Members of Model United Nations fly to Madrid

Christina Liu
front page editor

Four members of the Model United Nations team competed at the Harvard Model Congress Europe (HCME) in Madrid on Mar. 15 to Mar. 18. At this conference, high school students from around the world were given the opportunity to discuss some of the world’s most pressing issues in committees through parliamentary debate.

In order to qualify for HCME, the four members were required to be on the All-American Model UN team, a selective travel team that people apply to in order to attend international conferences. “We were a part of the All-American delegation, which is comprised of 12 students from around the US,” junior Iman Shumburo said.

This international conference was different from normal conferences that the model UN team attends. “HMCE is a two-day international Model UN conference run by Harvard and sponsored by the UN,” senior Dimagi Kottage, who was awarded Honorable Delegate, said. “It’s different from other conferences because delegates there are mostly from Europe and the topics are more Eurocentric.”

Junior Joel Shapiro, awarded Best Delegate at the conference, represented a country in the Caribbean. “I participated in a committee known as the Group of 24 as Trinidad and Tobago where we debated the medical black markets, the closing of international markets and how to best alleviate the effects of both,” Shapiro said. “My favorite part of the conference was definitely visiting and experiencing the culture in Madrid.”

Not all the members were on the same committee. “I was in the Group of 20 committee representing France, so I debated the regulation of crypto currencies and offshore tax evasion,” Kottage said.
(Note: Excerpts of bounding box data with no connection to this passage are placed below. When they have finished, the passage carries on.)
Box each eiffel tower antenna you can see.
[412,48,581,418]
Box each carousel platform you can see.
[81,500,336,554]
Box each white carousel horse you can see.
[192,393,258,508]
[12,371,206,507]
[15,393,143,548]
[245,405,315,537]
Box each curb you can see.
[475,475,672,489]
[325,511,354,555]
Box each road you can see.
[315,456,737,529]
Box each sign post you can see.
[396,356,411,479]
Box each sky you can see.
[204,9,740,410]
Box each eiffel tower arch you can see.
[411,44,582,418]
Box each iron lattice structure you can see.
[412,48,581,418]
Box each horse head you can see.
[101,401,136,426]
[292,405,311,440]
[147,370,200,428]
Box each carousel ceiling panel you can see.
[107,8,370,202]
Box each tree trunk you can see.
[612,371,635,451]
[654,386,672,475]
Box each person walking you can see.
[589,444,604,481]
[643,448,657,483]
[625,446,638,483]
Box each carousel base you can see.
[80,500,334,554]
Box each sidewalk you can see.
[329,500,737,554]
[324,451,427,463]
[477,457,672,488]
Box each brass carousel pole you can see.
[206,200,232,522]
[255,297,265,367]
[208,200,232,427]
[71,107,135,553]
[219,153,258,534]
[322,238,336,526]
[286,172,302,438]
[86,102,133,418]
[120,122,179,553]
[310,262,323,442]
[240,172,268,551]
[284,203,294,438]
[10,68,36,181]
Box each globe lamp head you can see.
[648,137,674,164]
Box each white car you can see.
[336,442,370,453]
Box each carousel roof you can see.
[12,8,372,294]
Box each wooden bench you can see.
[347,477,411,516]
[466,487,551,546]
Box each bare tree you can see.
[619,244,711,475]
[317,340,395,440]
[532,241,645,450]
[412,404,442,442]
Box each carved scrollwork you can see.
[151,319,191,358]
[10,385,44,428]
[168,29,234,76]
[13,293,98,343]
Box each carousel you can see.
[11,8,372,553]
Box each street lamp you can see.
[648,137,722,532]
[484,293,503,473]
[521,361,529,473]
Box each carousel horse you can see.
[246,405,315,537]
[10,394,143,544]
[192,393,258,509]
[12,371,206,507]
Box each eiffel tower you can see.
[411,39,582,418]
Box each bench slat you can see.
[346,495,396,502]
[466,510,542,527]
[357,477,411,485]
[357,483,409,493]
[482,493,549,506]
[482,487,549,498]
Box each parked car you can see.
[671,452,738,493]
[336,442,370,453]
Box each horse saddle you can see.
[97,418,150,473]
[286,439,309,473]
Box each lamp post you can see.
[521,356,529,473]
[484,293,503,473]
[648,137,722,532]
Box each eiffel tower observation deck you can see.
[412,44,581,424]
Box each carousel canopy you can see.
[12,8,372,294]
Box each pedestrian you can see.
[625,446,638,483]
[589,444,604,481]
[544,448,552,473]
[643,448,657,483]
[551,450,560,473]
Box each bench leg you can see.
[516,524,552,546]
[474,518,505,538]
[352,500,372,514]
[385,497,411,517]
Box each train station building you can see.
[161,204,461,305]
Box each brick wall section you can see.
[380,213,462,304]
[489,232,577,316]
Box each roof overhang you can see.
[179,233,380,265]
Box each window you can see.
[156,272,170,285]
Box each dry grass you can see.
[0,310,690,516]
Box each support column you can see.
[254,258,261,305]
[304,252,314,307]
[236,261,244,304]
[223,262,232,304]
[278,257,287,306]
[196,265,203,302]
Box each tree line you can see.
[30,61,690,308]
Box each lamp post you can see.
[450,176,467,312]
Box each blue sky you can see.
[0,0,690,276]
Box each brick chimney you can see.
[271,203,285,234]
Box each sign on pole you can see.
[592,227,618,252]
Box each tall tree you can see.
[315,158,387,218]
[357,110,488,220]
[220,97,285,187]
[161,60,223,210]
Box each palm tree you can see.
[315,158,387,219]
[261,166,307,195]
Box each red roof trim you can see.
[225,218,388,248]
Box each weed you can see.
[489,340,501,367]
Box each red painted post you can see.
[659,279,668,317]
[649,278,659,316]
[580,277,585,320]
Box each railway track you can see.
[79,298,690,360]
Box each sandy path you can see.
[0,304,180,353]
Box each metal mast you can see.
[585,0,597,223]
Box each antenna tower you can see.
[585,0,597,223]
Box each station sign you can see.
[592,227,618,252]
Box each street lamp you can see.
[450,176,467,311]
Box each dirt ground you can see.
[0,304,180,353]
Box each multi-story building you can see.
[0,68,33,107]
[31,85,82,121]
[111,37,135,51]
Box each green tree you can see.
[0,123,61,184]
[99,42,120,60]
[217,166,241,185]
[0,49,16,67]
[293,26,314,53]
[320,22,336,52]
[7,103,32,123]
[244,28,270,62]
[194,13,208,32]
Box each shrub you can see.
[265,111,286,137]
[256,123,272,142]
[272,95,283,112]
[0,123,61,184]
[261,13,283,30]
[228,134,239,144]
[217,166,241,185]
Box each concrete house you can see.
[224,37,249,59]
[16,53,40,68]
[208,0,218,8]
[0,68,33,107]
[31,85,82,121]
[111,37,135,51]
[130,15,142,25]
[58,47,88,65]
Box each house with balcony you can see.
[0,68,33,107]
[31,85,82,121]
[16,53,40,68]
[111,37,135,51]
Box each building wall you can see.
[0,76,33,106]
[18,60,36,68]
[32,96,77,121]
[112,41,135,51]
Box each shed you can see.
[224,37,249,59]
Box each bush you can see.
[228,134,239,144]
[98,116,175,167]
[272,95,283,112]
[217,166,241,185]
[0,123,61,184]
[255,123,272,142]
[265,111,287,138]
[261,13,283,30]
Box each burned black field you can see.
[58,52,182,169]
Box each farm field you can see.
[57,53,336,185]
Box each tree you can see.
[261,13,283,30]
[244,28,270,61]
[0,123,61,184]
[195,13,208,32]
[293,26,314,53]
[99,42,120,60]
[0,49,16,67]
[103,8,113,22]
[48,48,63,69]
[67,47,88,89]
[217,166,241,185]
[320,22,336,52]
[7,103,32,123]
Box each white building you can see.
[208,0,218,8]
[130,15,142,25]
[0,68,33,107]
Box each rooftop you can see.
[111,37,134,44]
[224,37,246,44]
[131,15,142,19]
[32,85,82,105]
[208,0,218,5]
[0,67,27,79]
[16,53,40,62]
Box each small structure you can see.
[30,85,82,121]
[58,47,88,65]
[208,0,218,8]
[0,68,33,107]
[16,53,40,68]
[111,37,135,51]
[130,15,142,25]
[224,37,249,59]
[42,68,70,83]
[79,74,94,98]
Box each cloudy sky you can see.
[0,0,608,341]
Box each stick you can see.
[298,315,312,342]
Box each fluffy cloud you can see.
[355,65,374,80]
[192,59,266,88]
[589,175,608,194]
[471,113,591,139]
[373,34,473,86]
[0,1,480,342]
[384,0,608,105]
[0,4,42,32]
Shumburo was in the British House of Commons. “I debated about the UK’s national health service and Brexit, and after months of research and preparation, we debated intensely before drafting resolutions and bills to confront these issues,” Shumburo said.

Asides from debating, the members were also able to experience the city of Madrid and its culture. “We were able to explore the city for the first one and a half days, but the following three days were full of committee sessions from around 8 a.m. to 6 p.m.,” Shumburo said.

At international scale competitions, delegates are able to learn, experience and meet many different types of people. “My favorite part was the incredible people I met. From the staffers to the delegates to my new All-American teammates, it seemed that everyone I came across had an incredible story. Not only were in-session discussions interesting, but the personal out-of-session conversations gave me insight on so many difference topics and issues in the world,” Shumburo said. “I still keep touch with the friends I met who live in places like Greece, France and Russia.”